The Board concludes the claim should be paid in the amount of $5,000.00 based on equitable principles. The Board further concludes, under authority of s. 16.007(6m), Stats., payment should be made from the Department of Transportation appropriation s. 20.395(3)(cq), Stats.
14. Frederick Saecker of Redwing, Minnesota has filed a claim with the Claims Board for innocent conviction under section 775.05, Stats. At this time, he has an action for legal malpractice pending in the 7th Circuit against his trial attorney. The claimant requests that the board consider his claim prior to the resolution of his outstanding legal action.
The Board concludes that it is premature to consider this claimant's claim until after he has exhausted all other avenues of relief.
The Board concludes:
1. The claims of the following claimants should be denied:
Veaster Tillmon, Jr.
Hazel Samuel
Westra Construction
Robert and Carole Hawthorne
Georgianne Henning
Ronald Springer
Peggy S. Thran
Ken Truman
Anthony W. Wielgosz
2. Payment of the following amounts to the following claimants is justified under s. 16.007, Stats:
Roque Chavez $1,170.00
Ameritech, Inc. $5,000.00
Barbara Hestekin $5,000.00
3. The claim of Frederick Saecker should not be considered until all outstanding legal appeals have been exhausted.
The Board recommends:
Payment of $10,097.23 from the Department of District Attorneys to Jodi Dabson Bollendorf for attorney's fees incurred in relation to her job as an Assistant District Attorney.

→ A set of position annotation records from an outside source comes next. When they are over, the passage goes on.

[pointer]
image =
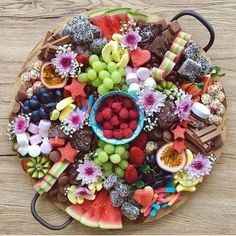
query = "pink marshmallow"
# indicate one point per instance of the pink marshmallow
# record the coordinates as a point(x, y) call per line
point(44, 125)
point(34, 129)
point(131, 78)
point(35, 139)
point(143, 73)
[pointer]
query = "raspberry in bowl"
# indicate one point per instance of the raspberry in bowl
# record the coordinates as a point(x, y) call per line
point(116, 118)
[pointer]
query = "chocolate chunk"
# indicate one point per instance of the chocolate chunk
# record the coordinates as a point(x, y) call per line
point(82, 139)
point(190, 70)
point(160, 46)
point(174, 27)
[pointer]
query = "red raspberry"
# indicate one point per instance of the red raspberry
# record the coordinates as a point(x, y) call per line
point(128, 103)
point(99, 117)
point(118, 134)
point(116, 106)
point(108, 133)
point(107, 125)
point(124, 114)
point(107, 113)
point(127, 132)
point(133, 115)
point(131, 174)
point(114, 120)
point(124, 126)
point(133, 124)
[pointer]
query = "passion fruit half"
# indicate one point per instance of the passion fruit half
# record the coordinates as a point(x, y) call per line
point(50, 78)
point(170, 160)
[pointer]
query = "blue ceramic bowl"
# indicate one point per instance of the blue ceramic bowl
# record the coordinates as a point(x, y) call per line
point(96, 127)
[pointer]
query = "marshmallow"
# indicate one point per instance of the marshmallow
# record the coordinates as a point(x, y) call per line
point(22, 139)
point(131, 78)
point(34, 150)
point(35, 139)
point(143, 73)
point(44, 125)
point(34, 129)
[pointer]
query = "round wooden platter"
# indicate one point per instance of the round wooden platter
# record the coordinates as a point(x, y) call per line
point(32, 57)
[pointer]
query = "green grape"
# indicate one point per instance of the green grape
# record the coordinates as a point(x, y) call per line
point(98, 150)
point(97, 66)
point(91, 74)
point(107, 166)
point(124, 87)
point(108, 83)
point(102, 90)
point(116, 77)
point(122, 72)
point(92, 59)
point(101, 143)
point(82, 77)
point(108, 173)
point(104, 74)
point(96, 82)
point(103, 157)
point(119, 172)
point(97, 162)
point(120, 150)
point(115, 158)
point(111, 66)
point(123, 164)
point(109, 148)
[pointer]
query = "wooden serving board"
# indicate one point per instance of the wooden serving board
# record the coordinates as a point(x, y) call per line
point(32, 57)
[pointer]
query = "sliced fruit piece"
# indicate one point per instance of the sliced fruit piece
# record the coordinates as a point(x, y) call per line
point(169, 159)
point(50, 78)
point(76, 211)
point(111, 217)
point(92, 216)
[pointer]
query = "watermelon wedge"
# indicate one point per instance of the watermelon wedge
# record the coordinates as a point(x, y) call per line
point(111, 217)
point(77, 210)
point(92, 216)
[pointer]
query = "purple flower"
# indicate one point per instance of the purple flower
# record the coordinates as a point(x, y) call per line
point(199, 167)
point(21, 124)
point(88, 172)
point(151, 101)
point(131, 39)
point(184, 107)
point(76, 119)
point(65, 63)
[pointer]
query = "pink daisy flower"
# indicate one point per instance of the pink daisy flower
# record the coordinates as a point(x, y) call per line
point(131, 39)
point(88, 172)
point(199, 167)
point(151, 101)
point(184, 107)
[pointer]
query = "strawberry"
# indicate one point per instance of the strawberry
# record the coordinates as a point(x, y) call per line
point(118, 134)
point(108, 133)
point(140, 141)
point(131, 174)
point(136, 156)
point(124, 114)
point(133, 115)
point(116, 106)
point(133, 124)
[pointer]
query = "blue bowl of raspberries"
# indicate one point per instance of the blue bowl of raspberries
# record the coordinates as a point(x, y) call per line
point(116, 118)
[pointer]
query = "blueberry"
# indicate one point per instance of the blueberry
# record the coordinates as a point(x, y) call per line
point(35, 116)
point(49, 106)
point(26, 109)
point(45, 97)
point(33, 104)
point(42, 113)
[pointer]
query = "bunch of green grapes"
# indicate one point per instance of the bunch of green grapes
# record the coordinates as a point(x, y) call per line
point(112, 158)
point(103, 76)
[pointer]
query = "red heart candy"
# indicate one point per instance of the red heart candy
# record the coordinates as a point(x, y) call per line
point(140, 57)
point(144, 196)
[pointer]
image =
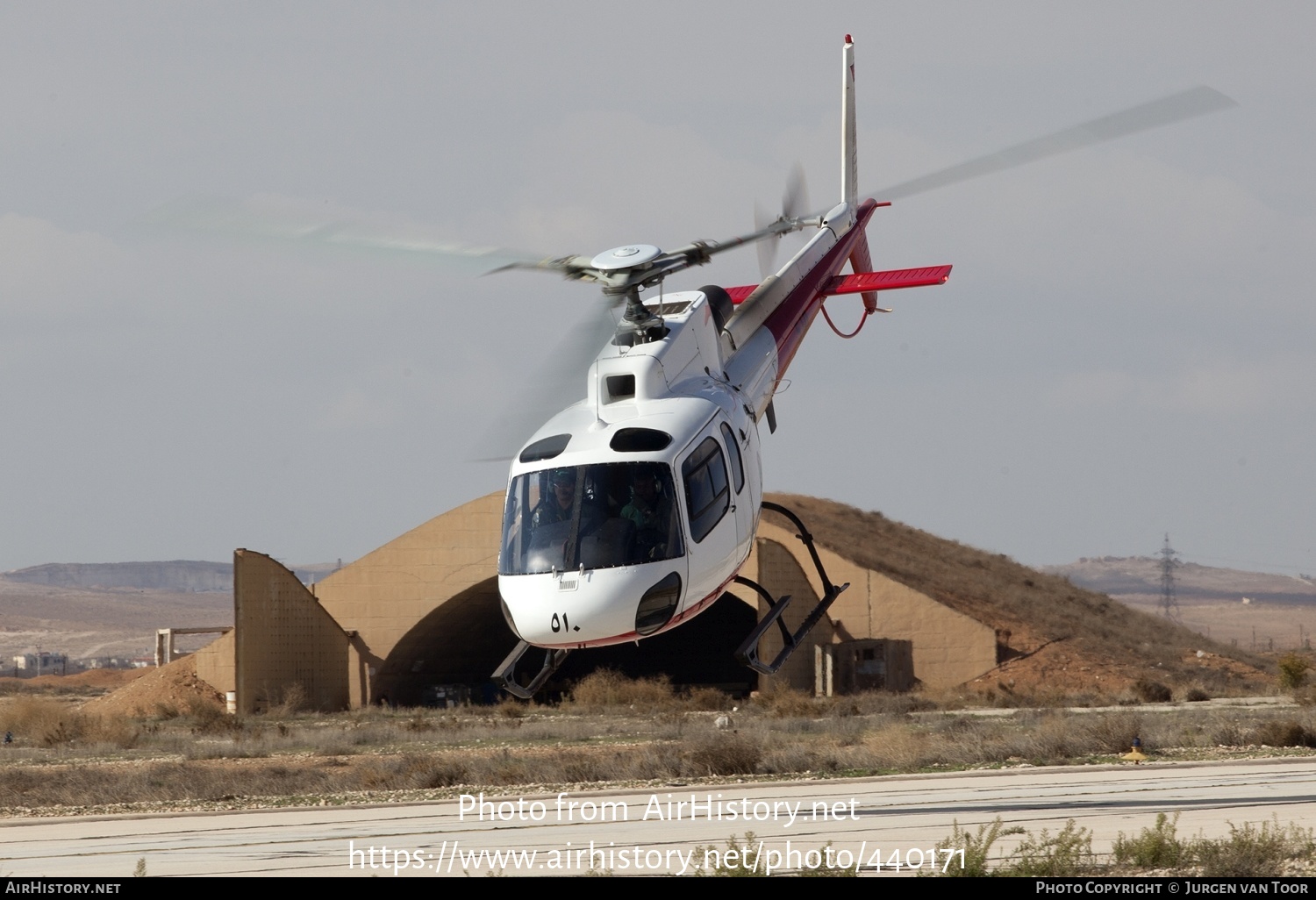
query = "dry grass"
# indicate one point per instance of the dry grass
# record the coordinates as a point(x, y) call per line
point(613, 731)
point(1039, 610)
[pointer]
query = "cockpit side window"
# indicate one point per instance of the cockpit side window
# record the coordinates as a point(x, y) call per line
point(733, 452)
point(590, 518)
point(707, 492)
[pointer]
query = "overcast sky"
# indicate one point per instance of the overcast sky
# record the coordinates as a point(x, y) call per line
point(1126, 346)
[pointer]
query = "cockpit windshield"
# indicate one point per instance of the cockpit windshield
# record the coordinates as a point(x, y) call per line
point(594, 516)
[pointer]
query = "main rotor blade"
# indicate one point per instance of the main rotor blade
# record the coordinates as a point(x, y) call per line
point(266, 218)
point(795, 199)
point(1174, 108)
point(545, 387)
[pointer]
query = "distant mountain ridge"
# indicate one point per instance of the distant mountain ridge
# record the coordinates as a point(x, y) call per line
point(1141, 576)
point(173, 575)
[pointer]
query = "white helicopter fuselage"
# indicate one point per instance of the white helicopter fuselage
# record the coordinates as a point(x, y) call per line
point(582, 566)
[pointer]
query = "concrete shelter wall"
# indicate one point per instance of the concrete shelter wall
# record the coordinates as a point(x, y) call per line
point(449, 562)
point(215, 663)
point(949, 647)
point(283, 639)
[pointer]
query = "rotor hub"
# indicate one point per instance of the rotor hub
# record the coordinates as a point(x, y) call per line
point(633, 255)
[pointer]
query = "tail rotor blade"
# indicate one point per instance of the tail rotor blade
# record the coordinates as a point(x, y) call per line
point(1166, 111)
point(766, 247)
point(795, 199)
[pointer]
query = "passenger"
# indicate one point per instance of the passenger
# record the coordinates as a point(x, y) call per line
point(650, 511)
point(557, 505)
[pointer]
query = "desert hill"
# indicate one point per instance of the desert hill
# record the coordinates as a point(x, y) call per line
point(1061, 637)
point(1253, 610)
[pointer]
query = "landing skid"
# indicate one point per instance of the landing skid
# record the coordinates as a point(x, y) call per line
point(747, 652)
point(505, 674)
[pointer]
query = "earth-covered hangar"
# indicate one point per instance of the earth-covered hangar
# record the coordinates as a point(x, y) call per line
point(423, 611)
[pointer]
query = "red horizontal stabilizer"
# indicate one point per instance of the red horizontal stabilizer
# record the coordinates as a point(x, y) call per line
point(889, 281)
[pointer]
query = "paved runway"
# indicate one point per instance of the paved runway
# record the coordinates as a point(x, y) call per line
point(665, 831)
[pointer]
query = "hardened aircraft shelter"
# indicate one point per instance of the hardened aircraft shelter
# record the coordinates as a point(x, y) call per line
point(423, 611)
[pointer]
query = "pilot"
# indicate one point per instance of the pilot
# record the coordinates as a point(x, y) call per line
point(650, 511)
point(557, 505)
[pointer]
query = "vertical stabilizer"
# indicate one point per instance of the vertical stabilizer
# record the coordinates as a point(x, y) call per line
point(849, 149)
point(861, 260)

Dated at Madison, Wisconsin this 13 day of July 2000.
Alan Lee, Chair
Representative of the Attorney General
Edward D. Main, Secretary
Representative of the Secretary of Administration
Sheryl Albers
Assembly Finance Committee
Brian Burke
Senate Finance Committee
Lawrence A. Wiley
Representative of the Governor
__________________
executive communications
State of Wisconsin
Office of the Governor
November 24, 2000
The Honorable, The Senate:
I am pleased to transmit my Stripper XX 2000 Oil Overcharge Plan for consideration by the Joint Committee on Finance (JCF) at the next s. 13.10, Wis. Stats., meeting. As required by s. 14.065, Wis. Stats. I am also forwarding a copy to the Chief Clerk of the Assembly.
This year's Plan allocates $821,497.70 new Stripper monies plus all future accruing interest. If accepted and implemented, the recommended programs will reduce our dependence on petroleum based motor fuels and make our agricultural industry, commercial buildings and homes more energy efficient.

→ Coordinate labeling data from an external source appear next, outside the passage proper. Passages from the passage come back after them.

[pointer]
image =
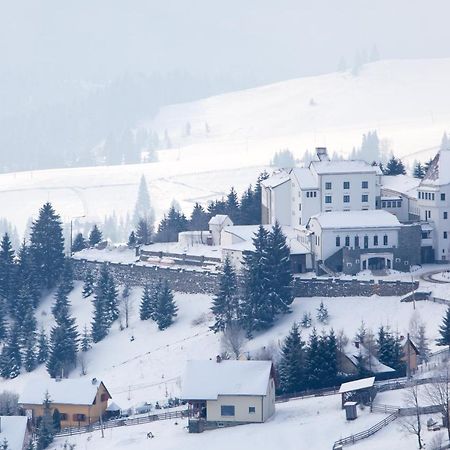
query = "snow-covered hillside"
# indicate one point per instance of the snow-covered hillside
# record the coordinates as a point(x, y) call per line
point(405, 100)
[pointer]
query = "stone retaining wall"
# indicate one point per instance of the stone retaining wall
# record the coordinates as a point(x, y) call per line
point(203, 282)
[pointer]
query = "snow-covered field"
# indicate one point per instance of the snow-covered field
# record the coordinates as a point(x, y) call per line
point(406, 101)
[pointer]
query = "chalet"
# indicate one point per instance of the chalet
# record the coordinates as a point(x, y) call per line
point(15, 430)
point(79, 401)
point(226, 392)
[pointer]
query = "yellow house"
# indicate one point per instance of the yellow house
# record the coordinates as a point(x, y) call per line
point(79, 401)
point(230, 391)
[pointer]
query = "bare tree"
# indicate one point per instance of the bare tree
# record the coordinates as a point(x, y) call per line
point(413, 423)
point(438, 393)
point(233, 339)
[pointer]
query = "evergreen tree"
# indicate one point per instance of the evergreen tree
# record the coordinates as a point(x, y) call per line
point(444, 330)
point(132, 240)
point(85, 344)
point(47, 246)
point(292, 362)
point(67, 276)
point(278, 273)
point(11, 360)
point(395, 167)
point(79, 243)
point(95, 236)
point(45, 431)
point(146, 307)
point(419, 171)
point(225, 305)
point(322, 313)
point(64, 339)
point(42, 355)
point(144, 232)
point(256, 310)
point(166, 308)
point(88, 286)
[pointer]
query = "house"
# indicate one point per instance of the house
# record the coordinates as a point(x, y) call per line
point(15, 430)
point(351, 241)
point(229, 392)
point(293, 196)
point(237, 240)
point(79, 401)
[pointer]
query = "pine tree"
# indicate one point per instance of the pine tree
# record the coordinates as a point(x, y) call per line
point(144, 232)
point(47, 246)
point(79, 243)
point(11, 359)
point(146, 307)
point(45, 431)
point(225, 305)
point(292, 361)
point(444, 330)
point(395, 167)
point(256, 310)
point(88, 286)
point(67, 276)
point(85, 344)
point(64, 339)
point(322, 313)
point(42, 355)
point(166, 308)
point(278, 272)
point(95, 236)
point(132, 240)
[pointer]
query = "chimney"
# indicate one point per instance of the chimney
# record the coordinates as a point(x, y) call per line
point(322, 154)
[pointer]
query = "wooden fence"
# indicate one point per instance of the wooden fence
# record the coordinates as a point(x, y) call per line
point(123, 422)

In addition to the JCF's action, the United States Department of Energy must also conduct a review to determine if Wisconsin's Plan conforms with Federal requirements and established definitions of restitution. The Department of Administration staff will be available to provide additional information that may be required. I appreciate your usual support.
Sincerely,
Tommy G. Thompson
Governor
Referred to committee on Health, Utilities, Veterans and Military Affairs.
S708__________________
referrals and receipt of committee reports concerning proposed administrative rules
State of Wisconsin
Revisor of Statutes Bureau
December 1, 2000
To the Honorable, the Senate:
The following rules have been published:
Sincerely,
GARY L. POULSON
Deputy Revisor
__________________
The committee on Agriculture, Environmental Resources and Campaign Finance Reform reports and recommends:
Relating to the wastewater fee program.
No action taken.
Relating to clean water fund program financial assistance.
No action taken.
Relating to the brownfield site assessment grant program administration.
No action taken.
Alice Clausing
Chairperson
The committee on Health, Utilities, Veterans and Military Affairs reports and recommends:
Relating to whether an alleged failure to comply with an interconnection agreement has a significant adverse effect on another party to the agreement.